Раньше Максимов не знал неудач в любви – он никогда не добивался ее. Его чувства были ограничены понятиями: нравится, не нравится. Он не слишком увлекался в первом случае и никогда не горевал во втором. Снисходительная шутливость была его обычной манерой в обращении с девушками. Теперь впервые он убедился, что его присутствие кого-то тяготит.
Сначала он решил прекратить бессмысленное ухаживание. «Это не про нас, нам что-нибудь попроще», – говорил он себе, укрепляясь в принятом решении. Но не мог порвать с Валей. И сейчас он не знал, что сказать ей. Он боялся и не хотел услышать ответ, который заранее предчувствовал.

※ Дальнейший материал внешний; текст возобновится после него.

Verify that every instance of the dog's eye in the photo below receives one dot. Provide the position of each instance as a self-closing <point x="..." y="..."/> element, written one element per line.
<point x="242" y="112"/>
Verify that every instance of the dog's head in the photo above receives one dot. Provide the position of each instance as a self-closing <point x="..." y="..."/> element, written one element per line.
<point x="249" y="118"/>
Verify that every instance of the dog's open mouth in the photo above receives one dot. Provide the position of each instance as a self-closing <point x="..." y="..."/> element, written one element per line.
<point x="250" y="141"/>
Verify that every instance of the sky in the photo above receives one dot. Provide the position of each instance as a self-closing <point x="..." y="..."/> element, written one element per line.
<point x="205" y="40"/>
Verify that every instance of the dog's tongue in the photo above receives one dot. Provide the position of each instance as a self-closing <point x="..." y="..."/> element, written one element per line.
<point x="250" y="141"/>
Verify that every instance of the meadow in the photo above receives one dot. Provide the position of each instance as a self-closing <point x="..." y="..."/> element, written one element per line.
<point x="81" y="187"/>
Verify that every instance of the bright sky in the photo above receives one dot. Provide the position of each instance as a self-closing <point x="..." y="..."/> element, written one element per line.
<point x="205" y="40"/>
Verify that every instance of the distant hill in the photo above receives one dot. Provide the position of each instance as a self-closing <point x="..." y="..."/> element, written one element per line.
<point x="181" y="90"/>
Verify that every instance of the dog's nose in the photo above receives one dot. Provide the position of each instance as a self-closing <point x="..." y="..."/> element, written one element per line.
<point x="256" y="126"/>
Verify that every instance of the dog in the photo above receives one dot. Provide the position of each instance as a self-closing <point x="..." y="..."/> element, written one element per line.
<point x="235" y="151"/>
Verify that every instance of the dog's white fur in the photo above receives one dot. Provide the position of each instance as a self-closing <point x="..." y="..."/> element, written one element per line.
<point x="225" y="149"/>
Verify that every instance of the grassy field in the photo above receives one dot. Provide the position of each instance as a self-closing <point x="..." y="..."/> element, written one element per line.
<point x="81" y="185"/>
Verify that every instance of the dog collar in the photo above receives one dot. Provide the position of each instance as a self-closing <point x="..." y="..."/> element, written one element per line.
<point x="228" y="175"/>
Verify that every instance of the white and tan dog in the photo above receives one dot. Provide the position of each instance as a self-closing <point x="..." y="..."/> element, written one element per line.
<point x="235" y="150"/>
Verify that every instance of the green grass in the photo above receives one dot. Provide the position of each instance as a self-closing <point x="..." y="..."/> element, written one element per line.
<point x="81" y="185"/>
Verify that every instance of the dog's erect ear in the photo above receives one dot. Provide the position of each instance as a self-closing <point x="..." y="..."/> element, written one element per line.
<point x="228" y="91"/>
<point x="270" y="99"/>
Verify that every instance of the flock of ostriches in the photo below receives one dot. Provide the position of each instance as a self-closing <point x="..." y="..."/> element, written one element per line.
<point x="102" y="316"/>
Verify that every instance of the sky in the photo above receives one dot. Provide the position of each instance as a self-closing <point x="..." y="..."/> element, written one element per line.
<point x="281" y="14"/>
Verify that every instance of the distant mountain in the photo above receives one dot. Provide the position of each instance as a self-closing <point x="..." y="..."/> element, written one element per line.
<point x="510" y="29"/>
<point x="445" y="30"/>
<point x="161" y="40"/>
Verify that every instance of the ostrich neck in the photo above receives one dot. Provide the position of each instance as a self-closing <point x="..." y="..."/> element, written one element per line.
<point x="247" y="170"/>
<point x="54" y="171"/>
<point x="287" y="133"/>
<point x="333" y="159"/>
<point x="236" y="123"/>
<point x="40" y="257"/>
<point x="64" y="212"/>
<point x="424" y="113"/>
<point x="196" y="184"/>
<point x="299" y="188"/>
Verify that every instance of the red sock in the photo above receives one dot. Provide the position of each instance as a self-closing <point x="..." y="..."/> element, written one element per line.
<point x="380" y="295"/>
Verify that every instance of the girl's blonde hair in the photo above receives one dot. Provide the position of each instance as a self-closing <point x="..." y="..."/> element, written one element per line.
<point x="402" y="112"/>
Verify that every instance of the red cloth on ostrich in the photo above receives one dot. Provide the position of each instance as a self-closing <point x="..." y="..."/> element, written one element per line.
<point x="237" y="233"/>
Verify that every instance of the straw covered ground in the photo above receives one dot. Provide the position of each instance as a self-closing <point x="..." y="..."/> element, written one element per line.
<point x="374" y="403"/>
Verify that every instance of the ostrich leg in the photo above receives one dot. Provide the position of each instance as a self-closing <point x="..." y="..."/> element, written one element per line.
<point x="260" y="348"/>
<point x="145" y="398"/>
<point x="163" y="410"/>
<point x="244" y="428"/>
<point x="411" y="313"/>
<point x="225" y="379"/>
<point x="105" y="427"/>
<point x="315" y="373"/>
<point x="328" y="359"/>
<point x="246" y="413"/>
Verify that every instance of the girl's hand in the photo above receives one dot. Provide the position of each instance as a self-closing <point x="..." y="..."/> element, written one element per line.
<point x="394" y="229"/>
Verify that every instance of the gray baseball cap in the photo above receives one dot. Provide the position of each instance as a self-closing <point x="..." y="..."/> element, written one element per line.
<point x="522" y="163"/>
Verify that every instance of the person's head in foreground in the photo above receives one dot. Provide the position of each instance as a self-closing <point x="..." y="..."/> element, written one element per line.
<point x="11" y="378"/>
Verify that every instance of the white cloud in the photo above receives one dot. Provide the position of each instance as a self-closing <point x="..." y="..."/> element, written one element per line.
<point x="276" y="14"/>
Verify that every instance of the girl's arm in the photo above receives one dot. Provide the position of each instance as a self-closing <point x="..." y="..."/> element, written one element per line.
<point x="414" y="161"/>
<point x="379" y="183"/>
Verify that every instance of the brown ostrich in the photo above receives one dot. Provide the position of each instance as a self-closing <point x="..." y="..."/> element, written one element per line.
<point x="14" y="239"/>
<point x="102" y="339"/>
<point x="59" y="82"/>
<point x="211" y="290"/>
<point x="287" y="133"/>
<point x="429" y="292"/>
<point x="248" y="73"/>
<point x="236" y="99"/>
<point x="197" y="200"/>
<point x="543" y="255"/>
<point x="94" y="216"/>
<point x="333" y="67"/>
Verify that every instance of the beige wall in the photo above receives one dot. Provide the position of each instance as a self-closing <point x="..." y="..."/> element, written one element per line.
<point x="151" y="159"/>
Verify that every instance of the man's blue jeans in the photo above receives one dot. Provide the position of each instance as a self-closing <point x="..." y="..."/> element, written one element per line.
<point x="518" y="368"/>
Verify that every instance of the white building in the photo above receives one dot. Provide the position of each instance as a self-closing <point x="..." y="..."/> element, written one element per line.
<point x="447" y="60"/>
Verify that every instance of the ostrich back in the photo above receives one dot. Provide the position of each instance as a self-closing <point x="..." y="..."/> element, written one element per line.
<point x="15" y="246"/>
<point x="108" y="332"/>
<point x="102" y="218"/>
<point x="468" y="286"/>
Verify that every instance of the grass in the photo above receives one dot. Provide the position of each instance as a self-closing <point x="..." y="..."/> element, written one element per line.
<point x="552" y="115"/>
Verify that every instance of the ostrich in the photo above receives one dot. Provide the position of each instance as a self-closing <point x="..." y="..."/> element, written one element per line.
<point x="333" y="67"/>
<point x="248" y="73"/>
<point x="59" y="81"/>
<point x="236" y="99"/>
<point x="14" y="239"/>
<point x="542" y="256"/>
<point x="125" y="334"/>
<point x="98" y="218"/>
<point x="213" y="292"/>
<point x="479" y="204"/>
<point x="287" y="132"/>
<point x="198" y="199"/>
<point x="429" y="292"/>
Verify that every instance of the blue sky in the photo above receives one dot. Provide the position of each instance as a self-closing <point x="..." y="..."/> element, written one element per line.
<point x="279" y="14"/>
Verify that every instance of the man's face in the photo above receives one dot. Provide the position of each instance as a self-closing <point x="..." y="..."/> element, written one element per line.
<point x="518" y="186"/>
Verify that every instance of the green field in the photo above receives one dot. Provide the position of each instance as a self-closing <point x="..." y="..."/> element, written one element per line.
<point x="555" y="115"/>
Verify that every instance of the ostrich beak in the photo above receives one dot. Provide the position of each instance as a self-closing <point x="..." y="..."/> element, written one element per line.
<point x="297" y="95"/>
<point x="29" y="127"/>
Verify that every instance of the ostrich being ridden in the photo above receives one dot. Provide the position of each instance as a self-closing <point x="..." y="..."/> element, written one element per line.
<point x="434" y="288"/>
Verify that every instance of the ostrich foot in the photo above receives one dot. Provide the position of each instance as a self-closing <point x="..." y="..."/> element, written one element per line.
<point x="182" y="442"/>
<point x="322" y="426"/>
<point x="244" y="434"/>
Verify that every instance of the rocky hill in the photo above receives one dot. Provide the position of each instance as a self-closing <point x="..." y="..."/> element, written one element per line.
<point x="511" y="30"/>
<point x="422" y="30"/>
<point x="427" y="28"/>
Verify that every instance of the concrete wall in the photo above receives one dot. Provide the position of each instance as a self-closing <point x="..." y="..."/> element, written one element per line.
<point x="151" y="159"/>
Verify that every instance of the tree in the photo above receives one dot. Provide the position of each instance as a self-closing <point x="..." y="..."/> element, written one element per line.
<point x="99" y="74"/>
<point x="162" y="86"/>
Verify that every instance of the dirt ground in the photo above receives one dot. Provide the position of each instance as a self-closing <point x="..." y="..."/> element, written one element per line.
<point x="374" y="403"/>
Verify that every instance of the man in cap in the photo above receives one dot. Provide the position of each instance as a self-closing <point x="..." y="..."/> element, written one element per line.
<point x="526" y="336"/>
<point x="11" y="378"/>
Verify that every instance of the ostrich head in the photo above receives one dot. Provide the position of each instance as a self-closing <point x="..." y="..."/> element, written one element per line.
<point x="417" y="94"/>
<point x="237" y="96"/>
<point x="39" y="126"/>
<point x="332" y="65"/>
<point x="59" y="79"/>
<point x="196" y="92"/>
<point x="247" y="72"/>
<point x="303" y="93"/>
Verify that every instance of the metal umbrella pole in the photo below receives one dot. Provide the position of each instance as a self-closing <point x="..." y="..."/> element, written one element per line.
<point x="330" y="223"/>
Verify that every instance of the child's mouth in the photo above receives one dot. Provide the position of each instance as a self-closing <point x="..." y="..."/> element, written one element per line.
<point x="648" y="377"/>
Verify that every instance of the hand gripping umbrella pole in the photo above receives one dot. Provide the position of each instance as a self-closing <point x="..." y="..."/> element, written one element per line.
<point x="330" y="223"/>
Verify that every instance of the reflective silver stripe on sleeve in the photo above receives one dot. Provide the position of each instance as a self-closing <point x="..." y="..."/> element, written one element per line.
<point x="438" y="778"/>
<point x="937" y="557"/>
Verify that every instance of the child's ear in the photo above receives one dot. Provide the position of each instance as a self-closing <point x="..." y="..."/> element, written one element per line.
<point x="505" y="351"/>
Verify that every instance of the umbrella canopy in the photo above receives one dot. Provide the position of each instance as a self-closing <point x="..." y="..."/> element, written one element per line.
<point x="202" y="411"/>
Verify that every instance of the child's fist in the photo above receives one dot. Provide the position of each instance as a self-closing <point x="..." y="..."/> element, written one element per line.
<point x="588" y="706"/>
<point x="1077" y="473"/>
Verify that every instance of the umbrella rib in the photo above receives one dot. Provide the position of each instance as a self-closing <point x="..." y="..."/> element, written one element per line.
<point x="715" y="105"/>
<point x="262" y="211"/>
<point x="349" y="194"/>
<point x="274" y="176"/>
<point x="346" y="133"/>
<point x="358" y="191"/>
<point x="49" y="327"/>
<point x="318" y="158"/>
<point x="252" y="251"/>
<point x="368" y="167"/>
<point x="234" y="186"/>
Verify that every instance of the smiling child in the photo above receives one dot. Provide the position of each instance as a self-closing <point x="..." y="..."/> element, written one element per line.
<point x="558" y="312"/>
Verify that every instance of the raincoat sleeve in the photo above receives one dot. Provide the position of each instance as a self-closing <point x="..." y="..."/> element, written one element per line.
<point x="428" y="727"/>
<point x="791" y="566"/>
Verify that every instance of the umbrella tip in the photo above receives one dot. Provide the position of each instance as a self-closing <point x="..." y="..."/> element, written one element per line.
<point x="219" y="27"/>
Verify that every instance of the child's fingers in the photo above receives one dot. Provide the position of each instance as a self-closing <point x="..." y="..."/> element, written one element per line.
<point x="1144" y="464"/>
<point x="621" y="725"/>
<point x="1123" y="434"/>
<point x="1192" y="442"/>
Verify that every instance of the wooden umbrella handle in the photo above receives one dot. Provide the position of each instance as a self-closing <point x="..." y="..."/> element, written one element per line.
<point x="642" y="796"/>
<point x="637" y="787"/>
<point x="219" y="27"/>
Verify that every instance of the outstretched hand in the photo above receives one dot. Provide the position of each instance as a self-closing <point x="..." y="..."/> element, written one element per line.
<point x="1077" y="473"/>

– О чем будем говорить? – спросила Валя, продолжая смотреть мимо Максимова.
Он сказал:
– Может, ты не хочешь, чтобы я тебя провожал?
Она вскинула брови:
– Это никому не запрещено.
– Всякий может?
– Всякий меня не провожает. – Она поморщилась. – И потом, знаешь, поздно уже. Спокойной ночи.
– Ведь завтра опять в вечернюю.
– Нет, пора.
Она кивнула ему едва заметно, взбежала на крыльцо и скрылась за дверью.
На следующее утро Максимов проснулся поздно. Спешить некуда: сегодня ему во вторую смену.
Привычным движением он протянул руку к стулу, нащупал под одеждой часы.
Половина двенадцатого! Он скинул одеяло, сел на кровати, закурил.
Неслышный ветер раскачивал за окном гибкие верхушки тополей, их листья трепетали на солнце. Большая муха билась о стекло. За деревьями переливалась дальняя голубая лента Оки и чернело шоссе, ведущее на пристань.